Gold prices have recently surged to unprecedented heights, driven by a decline in bond yields since the peak in October.
On Monday, spot gold reached an all-time high, hitting $2,135.39 per ounce before retracing to around $2,027 by midday. Gold futures (GC=F) also experienced an intraday high of $2,152.30 on Sunday, only to decline by 2% on Monday.
Mike McGlone, Bloomberg Intelligence senior macro strategist, expressed optimism about gold’s trajectory, stating, “I think gold is in the early days of a bull market breaking out to new highs.” The surge in gold prices is attributed to its status as a safe-haven asset, particularly during times of uncertainty. This ascent aligns with decreasing 10-year Treasury yields, as the market anticipates potential Federal Reserve interest rate cuts next year. Typically, lower long-term yields prompt investors to shift from bonds to the precious metal.

Michele Schneider, partner and director of trading education and research at MarketGauge.com, foresaw the potential for gold to reach $3,000, emphasizing its resilience “in the face of a stable dollar and higher rates.”

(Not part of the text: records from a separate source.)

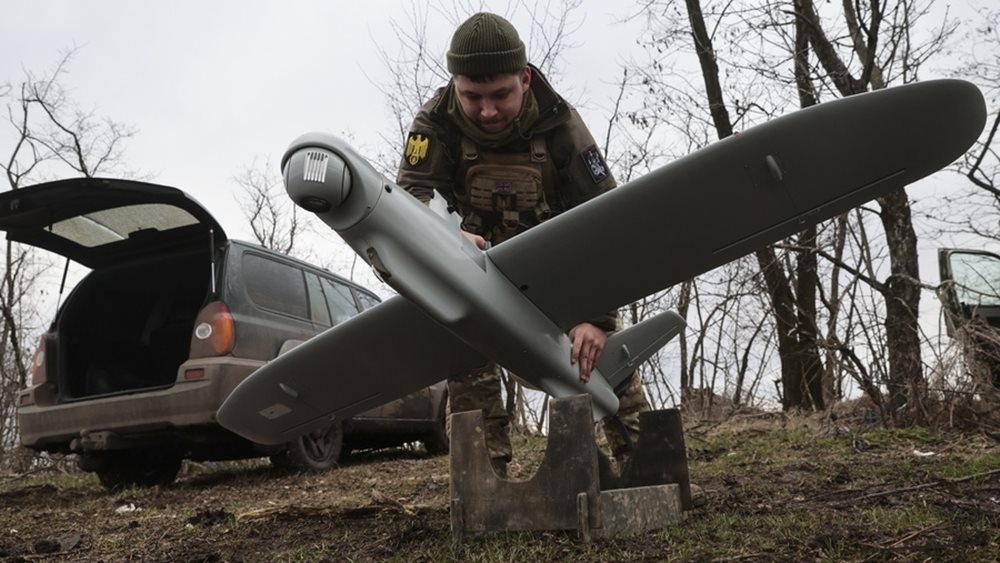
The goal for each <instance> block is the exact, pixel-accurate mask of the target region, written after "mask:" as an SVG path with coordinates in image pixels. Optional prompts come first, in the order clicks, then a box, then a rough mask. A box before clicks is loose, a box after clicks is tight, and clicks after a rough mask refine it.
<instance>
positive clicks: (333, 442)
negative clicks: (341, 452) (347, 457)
mask: <svg viewBox="0 0 1000 563" xmlns="http://www.w3.org/2000/svg"><path fill="white" fill-rule="evenodd" d="M343 443H344V432H343V428H342V426H341V424H340V422H339V421H338V422H334V423H332V424H330V425H329V426H326V427H324V428H320V429H317V430H313V431H312V432H309V433H308V434H304V435H302V436H299V437H298V438H296V439H295V440H292V441H291V442H289V443H288V446H287V448H286V449H285V460H284V461H285V462H287V463H276V464H275V465H276V466H277V467H282V466H284V467H287V468H289V469H298V470H300V471H325V470H327V469H330V468H333V467H336V466H337V460H338V459H339V458H340V450H341V447H342V446H343ZM273 461H274V459H273V458H272V463H273Z"/></svg>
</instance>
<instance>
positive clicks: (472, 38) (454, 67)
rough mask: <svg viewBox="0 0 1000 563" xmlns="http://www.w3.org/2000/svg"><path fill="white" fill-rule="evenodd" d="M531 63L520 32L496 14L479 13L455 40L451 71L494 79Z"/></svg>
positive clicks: (451, 62) (521, 67) (470, 75)
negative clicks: (521, 40) (492, 78)
mask: <svg viewBox="0 0 1000 563" xmlns="http://www.w3.org/2000/svg"><path fill="white" fill-rule="evenodd" d="M527 64H528V58H527V56H526V55H525V54H524V43H523V42H522V41H521V38H520V37H519V36H518V35H517V30H516V29H514V26H513V25H511V23H510V22H509V21H507V20H505V19H503V18H502V17H500V16H498V15H496V14H489V13H486V12H480V13H478V14H475V15H474V16H472V17H471V18H469V19H467V20H465V22H464V23H462V25H460V26H458V29H457V30H455V35H454V36H452V38H451V49H449V50H448V72H450V73H452V74H462V75H465V76H490V75H494V74H505V73H510V72H517V71H519V70H521V69H522V68H524V67H525V66H526V65H527Z"/></svg>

However, not all analysts share this bullish outlook. Rob Haworth, senior investment strategy director at US Bank Asset Management Group, cautioned that the sustainability of the trend hinges on factors like lower interest rates and a weaker US dollar. He pointed out that a still-growing US economy and indications that the Fed is not considering imminent interest rate cuts could temper enthusiasm for gold in the near term.
Octavio Marenzi, CEO of Opimus, advised investors against chasing the recent surge in gold and other asset classes. He emphasized the risk of making the “biggest mistake” by entering the market late after a significant rally.
A notable trend in gold investments is the significant role played by central banks. In the last couple of years, central banks have emerged as major gold buyers, with a record-breaking first half of 2023. Global official gold reserves have increased by 120% quarter over quarter, marking the second-highest third-quarter total since the World Gold Council began reporting this metric. China leads as the largest buyer, followed by Poland and Singapore.